Adam Cullen's Self Loving was a series of eight black shiny boards with silver spray painted texts of glib sloganese cropped from the tabloid media as sublimated through the public consciousness; "Down we go, nudie show"; "Special Dreamtime" etc. And as the artist himself remarked, the show was "well hung." Cullen's work is well known for offering a dark mirror on the dehumanising force at will in advertising and the social economy at large. To risk reiterating a gross gender stereotype, the works represent two marked ideological camps: the feminine which speaks from subjective experience and an emotional dimension, to the masculine which is objective and colonial in approach, reflecting language but not penetrating the mystique or offering a personalised critique.

From the sublime to the ridiculous. Towards a Hyperreal Elam. The sculpture department in its annual group exhibition displayed some earthy artmaking with a naturalist bent from a dak-dropping, dread-locking, muck-raking student of the what-not-to-do school of rank hippiedom. The sight of some stick-in-the-mud stuck-in-the-mud was like poetry in pottery. The exhibition as a whole was spaced out; centrally located in the newly refurbished George Court Building. The venue constrained the body of evidence-the space and the work were polished but pretty vacant. They say that imitation is the sincerest from of flattery, but plagiarising one's tutor is perhaps taking the grade-mongering tactics a tad too far. The Lisa Crowley knock-offs were blatant art poaching with none of the gist or geist of the originals. Multiple plaster udders grafted onto an extended umbilical cord, like prop flops from some mammary fixated science fiction also-ran, were possibly the best for the sheer perversity of design and concept. That, however, is a telling indictment of the creative paucity of the show as a whole. If these are the artists of the future, let's hope tomorrow never comes-all things considered this insipid affair was a resounding dud. Too much, too little, too late.

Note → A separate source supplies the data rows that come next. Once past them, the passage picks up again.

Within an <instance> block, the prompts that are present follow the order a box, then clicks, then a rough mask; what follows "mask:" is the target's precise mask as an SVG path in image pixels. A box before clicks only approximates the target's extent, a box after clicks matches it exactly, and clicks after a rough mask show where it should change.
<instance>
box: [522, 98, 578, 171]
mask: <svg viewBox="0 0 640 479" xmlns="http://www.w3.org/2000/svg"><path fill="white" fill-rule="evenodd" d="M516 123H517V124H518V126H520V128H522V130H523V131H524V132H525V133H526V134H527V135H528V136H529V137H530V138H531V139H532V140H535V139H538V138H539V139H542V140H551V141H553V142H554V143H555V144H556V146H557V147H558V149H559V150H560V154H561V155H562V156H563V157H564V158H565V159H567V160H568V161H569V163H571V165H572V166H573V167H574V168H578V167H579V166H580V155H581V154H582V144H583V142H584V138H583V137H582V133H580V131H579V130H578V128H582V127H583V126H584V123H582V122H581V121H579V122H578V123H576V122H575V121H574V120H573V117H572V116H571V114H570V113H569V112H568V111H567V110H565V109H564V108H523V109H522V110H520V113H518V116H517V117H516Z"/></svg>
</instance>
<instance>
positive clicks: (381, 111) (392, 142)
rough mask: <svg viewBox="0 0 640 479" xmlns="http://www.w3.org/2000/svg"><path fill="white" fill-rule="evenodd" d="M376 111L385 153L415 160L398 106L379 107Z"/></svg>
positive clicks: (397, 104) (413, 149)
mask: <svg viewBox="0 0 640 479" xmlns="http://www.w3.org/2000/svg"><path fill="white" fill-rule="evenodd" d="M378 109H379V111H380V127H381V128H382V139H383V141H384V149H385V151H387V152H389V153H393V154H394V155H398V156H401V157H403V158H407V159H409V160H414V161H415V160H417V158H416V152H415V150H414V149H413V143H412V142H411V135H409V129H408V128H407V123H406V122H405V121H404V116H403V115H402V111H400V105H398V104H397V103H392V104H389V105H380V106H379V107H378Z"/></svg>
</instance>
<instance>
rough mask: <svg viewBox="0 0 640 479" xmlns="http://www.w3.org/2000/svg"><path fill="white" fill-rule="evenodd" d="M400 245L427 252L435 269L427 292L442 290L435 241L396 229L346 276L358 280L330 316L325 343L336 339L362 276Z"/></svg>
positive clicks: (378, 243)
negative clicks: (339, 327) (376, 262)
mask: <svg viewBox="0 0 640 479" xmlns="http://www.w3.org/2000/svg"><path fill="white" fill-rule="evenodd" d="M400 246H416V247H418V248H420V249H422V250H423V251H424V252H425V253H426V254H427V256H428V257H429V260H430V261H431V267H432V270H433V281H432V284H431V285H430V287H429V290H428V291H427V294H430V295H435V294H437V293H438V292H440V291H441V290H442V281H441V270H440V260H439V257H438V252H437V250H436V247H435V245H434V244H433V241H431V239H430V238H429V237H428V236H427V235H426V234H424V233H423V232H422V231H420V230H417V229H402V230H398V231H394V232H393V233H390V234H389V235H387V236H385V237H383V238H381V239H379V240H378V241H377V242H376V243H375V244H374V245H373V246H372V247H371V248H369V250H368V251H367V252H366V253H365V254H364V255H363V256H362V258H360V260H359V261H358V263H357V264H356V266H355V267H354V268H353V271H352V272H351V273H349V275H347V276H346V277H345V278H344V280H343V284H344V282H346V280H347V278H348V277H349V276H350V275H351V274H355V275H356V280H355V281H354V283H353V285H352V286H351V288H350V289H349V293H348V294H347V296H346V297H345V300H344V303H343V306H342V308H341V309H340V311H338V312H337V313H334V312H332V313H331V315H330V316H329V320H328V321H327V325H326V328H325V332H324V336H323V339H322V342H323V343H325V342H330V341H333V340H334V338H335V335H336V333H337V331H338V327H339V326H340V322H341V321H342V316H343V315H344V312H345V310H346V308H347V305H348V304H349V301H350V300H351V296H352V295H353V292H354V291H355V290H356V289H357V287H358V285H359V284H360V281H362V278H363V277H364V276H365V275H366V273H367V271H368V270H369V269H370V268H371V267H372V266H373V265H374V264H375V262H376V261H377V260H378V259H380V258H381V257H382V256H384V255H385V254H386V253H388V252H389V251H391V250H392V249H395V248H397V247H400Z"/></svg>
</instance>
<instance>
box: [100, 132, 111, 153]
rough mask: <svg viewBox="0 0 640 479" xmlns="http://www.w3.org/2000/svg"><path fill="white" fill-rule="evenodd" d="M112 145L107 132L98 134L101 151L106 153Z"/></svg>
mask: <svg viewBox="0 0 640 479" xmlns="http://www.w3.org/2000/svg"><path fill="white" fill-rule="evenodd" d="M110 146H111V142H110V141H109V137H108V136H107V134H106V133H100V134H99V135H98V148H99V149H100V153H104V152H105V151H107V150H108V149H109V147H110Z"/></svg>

Gavin Hipkins' curated exhibition of photography at Artspace, Folklore, was a successful precis of contemporary talent in this field of practice. The potential Achilles heel of the show was the sheer overplus of work, but better to err on the side of caution (sometimes more is more). Whilst recognising the importance of the retrospective parallels made in the show, one was inevitably attracted to establish personal favourites. Ava Seymour's grand Guignol collages are a disconcerting sight to behold with their mutants and psych-ward out-patients abiding under the ball of an unrelenting suburban neurosis and state funded housing tracts. Seymour is undeniably the master of her medium, creating phantasmagoric images that in a very real sense do haunt the mind and leave bats in your belfry. Ronnie van Hout trots out the perennial artistic leitmotifs of pagan nudes posed in pastoral dells-the scenario is like some sunseekers jamboree modelled in miniature as seen through a pair of steamy bifocals. The rabbit pulled out of the magician's hat was Ian Richardson's photography to which we had never before been exposed. Richardson produces evocative images that invoke a tangible sense of nostalgia, where snapshots of provincial backwaters assume the look and aspect of Elysian fields. Curator Gavin Hipkins' cornered kiwifruit warrants a mention, abstracting the national fruit from the postcard rack of the souvenir store-all that is kitsch must go askew.

You gotta know when to hold 'em, know when to fold 'em, know when to walk away, know when to run. At the end of the day you had to be there.